In fact, that’s probably one tell-tale sign of a great branding campaign: it crystalizes the company’s self-identity as much for the owner and his team as to the public at large.

Advertise to and “Evangelize” Your Employees as Much as the Public

This is why you should be playing your ads for your team. Not only so they can know what’s being promised to the public, but to reinforce group identity.

It’s why you should have employees learn and use your Brandable Chunks when communicating with customers.

I’d even go so far as to say it’s why you should include your team in creating your We Believe Statements.

And why there should be a fair amount of overlap between your We Believe’s and Brandable Chunks.

Taking it to the Next Level with KPIs

But if you want to take this all a step farther in leverage your branding as a leadership tool, you’ll have to translate beliefs into the language of number.

Because when what’s measured and rewarded contradicts what’s proclaimed as a value, it’s the value — and often enough the company — that always loses.

If you say you believe in 5-Star Service but measure and reward sales and not customer reviews, you’ve got a problem.

If you say you believe in craftsmanship and quality of work in your ads, but you have no way of measuring it or rewarding it, you’ve got a problem.

Hell, even if you can’t put a number on that, you can still have your employees snap pictures of their work and vote on whose work is the straightest, truest, most plumb and nicely finished, right?

What gets measured gets done.

And some things have to be measured in order to be managed.

Everybody measures sales, right? Gotta do it.

It’s what’s optional that also gets measured that determines the character of your organization.

That and HOW you measure the mandatory. There are lot of different ways to measure sales, each with its own qualitative element to it.

Is a tech with a higher average ticket, but fewer overall selling opportunities, and therefore lower total sales, doing a good or a bad job?

Would it change your opinion if his customer reviews were full of raves and 5-stars?

A Word of Warning Before You Begin

Just a word of warning: when you openly stand for something and share it with your people, you will run into some who:

  1. Call you out on your inconsistencies, and
  2. Openly resist getting on board with your promulgated values and direction.

You’ll have to accept the criticisms of “a” with good grace, and perhaps even take action on that.

For instance, if multiple employees have the guts to tell you that your top sales person consistently sells against your claimed values, what are you going to do?

And you’ll have to either persuade or fire “b” because everyone else will be watching what happens.

If you fire them, shit just got real, and the boss is serious and sincere about all this.

If you let it slide, it’s just more talk coming from the front office.

The good news is that if you encounter this and handle it the right way, it’ll be like someone turned on a rocket booster to your branding, sales, and growth efforts.

It’ll be among the best things you ever did for your company. Just be sure you’re serious about all this before you roll it out.

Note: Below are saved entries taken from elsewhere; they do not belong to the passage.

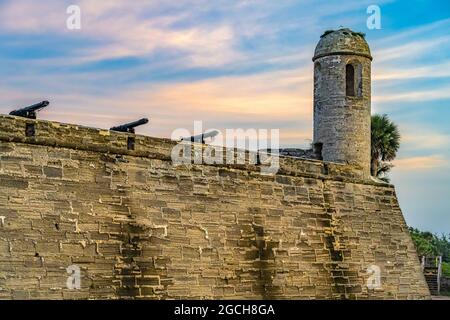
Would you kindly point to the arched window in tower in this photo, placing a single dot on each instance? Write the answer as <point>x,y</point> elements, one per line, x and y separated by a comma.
<point>349,80</point>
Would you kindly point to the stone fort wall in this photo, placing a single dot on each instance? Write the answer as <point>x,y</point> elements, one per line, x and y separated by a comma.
<point>140,228</point>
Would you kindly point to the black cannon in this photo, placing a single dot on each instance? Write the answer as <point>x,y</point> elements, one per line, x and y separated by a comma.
<point>129,127</point>
<point>200,138</point>
<point>30,112</point>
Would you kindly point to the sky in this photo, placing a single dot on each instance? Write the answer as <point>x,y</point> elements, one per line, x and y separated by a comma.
<point>235,64</point>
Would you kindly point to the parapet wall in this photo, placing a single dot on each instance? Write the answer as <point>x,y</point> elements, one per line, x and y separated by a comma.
<point>139,227</point>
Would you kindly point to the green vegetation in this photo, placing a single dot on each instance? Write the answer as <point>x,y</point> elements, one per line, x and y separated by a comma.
<point>429,244</point>
<point>385,139</point>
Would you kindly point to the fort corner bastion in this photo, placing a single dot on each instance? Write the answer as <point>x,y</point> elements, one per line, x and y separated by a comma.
<point>136,226</point>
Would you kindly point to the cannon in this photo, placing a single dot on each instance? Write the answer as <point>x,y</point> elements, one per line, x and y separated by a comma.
<point>30,112</point>
<point>129,127</point>
<point>200,138</point>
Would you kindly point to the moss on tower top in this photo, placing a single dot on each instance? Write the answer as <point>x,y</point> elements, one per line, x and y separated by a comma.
<point>342,41</point>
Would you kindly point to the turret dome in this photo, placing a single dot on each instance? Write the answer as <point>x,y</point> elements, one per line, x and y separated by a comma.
<point>341,42</point>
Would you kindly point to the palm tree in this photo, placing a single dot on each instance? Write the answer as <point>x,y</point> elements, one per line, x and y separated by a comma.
<point>385,144</point>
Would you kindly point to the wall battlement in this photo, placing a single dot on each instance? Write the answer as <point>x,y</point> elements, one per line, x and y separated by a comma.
<point>140,228</point>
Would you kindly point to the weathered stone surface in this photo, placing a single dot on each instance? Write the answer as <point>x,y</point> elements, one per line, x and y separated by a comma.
<point>139,227</point>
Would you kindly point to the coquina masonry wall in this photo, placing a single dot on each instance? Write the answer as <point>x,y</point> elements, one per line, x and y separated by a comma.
<point>140,228</point>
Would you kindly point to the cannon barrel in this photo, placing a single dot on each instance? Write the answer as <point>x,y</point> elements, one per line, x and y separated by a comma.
<point>129,127</point>
<point>30,111</point>
<point>200,138</point>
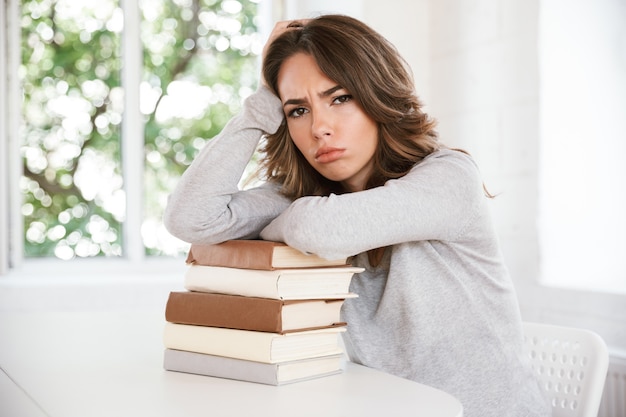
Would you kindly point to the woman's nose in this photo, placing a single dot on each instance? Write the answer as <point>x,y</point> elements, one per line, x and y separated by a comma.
<point>321,126</point>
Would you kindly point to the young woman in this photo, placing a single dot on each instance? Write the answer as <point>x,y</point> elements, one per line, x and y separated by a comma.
<point>354,168</point>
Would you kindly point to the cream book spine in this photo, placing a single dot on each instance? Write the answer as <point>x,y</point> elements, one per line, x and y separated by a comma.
<point>285,284</point>
<point>252,345</point>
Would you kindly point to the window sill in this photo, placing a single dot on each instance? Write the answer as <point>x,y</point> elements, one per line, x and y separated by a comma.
<point>91,285</point>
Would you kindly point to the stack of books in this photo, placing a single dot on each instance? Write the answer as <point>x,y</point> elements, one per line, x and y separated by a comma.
<point>257,311</point>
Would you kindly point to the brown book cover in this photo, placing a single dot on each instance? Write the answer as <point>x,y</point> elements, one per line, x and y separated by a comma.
<point>251,313</point>
<point>256,254</point>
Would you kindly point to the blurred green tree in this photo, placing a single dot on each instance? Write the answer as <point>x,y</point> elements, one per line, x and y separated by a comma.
<point>199,62</point>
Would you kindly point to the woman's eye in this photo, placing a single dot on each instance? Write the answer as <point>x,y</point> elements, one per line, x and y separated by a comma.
<point>297,112</point>
<point>342,99</point>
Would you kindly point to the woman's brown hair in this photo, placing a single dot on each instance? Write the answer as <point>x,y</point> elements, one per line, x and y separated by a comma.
<point>370,68</point>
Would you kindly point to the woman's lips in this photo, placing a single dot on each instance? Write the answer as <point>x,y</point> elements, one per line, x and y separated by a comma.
<point>326,155</point>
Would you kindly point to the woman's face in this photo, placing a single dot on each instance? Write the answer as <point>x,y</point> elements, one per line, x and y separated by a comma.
<point>326,124</point>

Boiling it Down to a 5-Step plan

So that’s how you use branding as a leadership tool:

  1. Base your branding campaign off of the real character of your company and sound strategy.
  2. Include your people in the creation of your We Believe Statements.
  3. Play your ads and share your brandable chunks with your people. Have your employees use your brandable chunks in communicating with customers.
  4. Translate your beliefs into KPIs and make sure your people know that you measure and reward what you say you believe in and openly promise to your customers
  5. Be ready to fix your inconsistencies and fire your resistors if and when your people bring this up to you

And that’s it. Best of luck on your branding and leadership journey!